The State is unlikely to need to purchase any more carbon credits to meet its greenhouse gas emissions targets before 2013, the Environmental Protection Agency said today.

However, the agency warned that without the economic recession, Ireland would have been a long way from its Kyoto targets for 2013.

It also warned any economic upswing would have to be carefully “greened” to avoid a major problem with emissions in the EU accounting period to 2020.

Announcing the greenhouse gas levels for 2009 in Dublin yesterday the agency said emissions fell by 5.4 million tonnes to 62.32 million tonnes, largely as a result of the economic slowdown.

For the first time reductions were recorded across all categories including industry and commercial; energy; transport; agriculture; residential and waste.

In the industry and commercial sector, emissions fell by 20 per cent with emissions from the cement industry falling by 38 per cent, a feature which the agency said reflected the decline in the construction industry.

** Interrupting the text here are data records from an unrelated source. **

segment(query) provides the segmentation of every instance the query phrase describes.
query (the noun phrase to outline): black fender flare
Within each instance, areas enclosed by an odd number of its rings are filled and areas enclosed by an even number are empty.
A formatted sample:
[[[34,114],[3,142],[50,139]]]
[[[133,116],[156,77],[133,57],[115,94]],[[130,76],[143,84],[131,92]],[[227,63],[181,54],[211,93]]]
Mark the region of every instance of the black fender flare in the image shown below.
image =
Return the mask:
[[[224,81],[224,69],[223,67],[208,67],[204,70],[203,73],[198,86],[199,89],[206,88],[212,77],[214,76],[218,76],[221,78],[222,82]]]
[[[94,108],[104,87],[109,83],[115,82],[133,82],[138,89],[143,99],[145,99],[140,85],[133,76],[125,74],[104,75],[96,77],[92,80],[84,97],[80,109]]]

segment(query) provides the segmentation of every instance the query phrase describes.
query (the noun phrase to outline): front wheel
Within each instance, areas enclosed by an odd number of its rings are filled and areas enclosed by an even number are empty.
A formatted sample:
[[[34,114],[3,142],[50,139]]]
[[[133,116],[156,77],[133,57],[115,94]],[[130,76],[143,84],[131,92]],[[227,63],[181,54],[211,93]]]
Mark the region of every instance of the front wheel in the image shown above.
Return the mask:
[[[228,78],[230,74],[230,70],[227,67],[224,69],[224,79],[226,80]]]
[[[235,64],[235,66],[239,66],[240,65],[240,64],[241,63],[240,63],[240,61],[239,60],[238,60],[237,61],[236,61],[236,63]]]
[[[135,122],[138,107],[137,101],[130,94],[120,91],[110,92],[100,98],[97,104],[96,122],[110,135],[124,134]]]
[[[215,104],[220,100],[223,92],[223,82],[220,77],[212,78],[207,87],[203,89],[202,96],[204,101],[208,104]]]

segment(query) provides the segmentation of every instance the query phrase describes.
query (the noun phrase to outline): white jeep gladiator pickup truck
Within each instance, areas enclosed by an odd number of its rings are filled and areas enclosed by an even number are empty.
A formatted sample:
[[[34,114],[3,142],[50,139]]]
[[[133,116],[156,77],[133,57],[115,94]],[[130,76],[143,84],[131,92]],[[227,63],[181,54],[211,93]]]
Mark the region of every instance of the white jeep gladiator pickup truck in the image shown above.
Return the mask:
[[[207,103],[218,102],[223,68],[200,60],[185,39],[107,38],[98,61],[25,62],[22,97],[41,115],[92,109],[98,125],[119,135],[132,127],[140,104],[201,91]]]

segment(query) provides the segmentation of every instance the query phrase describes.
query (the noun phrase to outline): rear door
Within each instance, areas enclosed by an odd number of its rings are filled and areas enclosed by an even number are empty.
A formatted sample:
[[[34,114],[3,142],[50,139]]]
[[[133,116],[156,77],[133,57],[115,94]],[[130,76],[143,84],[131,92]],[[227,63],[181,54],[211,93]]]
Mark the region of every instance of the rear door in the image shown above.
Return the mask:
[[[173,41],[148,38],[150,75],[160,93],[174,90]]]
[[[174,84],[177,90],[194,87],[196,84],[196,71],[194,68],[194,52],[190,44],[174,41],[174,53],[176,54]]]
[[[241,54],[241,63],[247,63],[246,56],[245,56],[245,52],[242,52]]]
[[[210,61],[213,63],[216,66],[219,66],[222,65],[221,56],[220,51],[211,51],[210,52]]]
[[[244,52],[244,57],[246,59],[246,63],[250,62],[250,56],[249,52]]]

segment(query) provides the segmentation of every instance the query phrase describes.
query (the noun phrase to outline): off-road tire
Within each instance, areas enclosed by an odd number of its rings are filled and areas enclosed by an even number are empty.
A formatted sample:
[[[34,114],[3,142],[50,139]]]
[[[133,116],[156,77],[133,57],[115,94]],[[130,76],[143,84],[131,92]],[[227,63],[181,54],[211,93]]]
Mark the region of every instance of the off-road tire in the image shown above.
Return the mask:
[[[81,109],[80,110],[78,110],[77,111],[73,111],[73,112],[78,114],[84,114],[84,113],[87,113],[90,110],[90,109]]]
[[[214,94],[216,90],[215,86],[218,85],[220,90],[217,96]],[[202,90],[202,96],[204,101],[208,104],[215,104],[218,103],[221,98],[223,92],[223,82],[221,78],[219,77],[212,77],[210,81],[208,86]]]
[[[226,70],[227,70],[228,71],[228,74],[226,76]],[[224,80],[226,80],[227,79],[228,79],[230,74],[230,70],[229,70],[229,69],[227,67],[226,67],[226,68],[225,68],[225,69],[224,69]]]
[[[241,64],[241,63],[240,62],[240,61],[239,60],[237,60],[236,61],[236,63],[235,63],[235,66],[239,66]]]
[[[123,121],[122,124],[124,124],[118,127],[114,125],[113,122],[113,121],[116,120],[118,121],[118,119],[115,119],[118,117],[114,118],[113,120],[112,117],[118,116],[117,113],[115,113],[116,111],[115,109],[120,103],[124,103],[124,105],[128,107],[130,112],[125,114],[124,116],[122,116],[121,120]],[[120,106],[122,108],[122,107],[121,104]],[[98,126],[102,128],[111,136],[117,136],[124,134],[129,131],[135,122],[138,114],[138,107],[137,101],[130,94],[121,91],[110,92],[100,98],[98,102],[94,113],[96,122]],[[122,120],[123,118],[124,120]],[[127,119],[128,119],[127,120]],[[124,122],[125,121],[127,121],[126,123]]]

Falling demand for electricity and the addition of renewable energy resources contributed to the emissions from the energy sector falling 10.7 per cent, while emissions from the transport sector declined by about 7.7 per cent.

Emissions from agriculture continued to decline from a 1998 peak, a feature which was attributed to fewer livestock. The agriculture reduction was about 1.5 per cent.

In the residential area, emissions fell by 0.9 per cent. The agency said the figure reflected a slightly reduced demand for energy from householders, despite the weather in 2009 being similar to 2008.

Commenting on the figures, which are provisional, EPA director general Dr Mary Kelly said the magnitude of the reductions was “unprecedented”.

She said the 20 per cent cut in emissions from industry “particularly” reflected the impact which the severe economic recession was having on industrial output.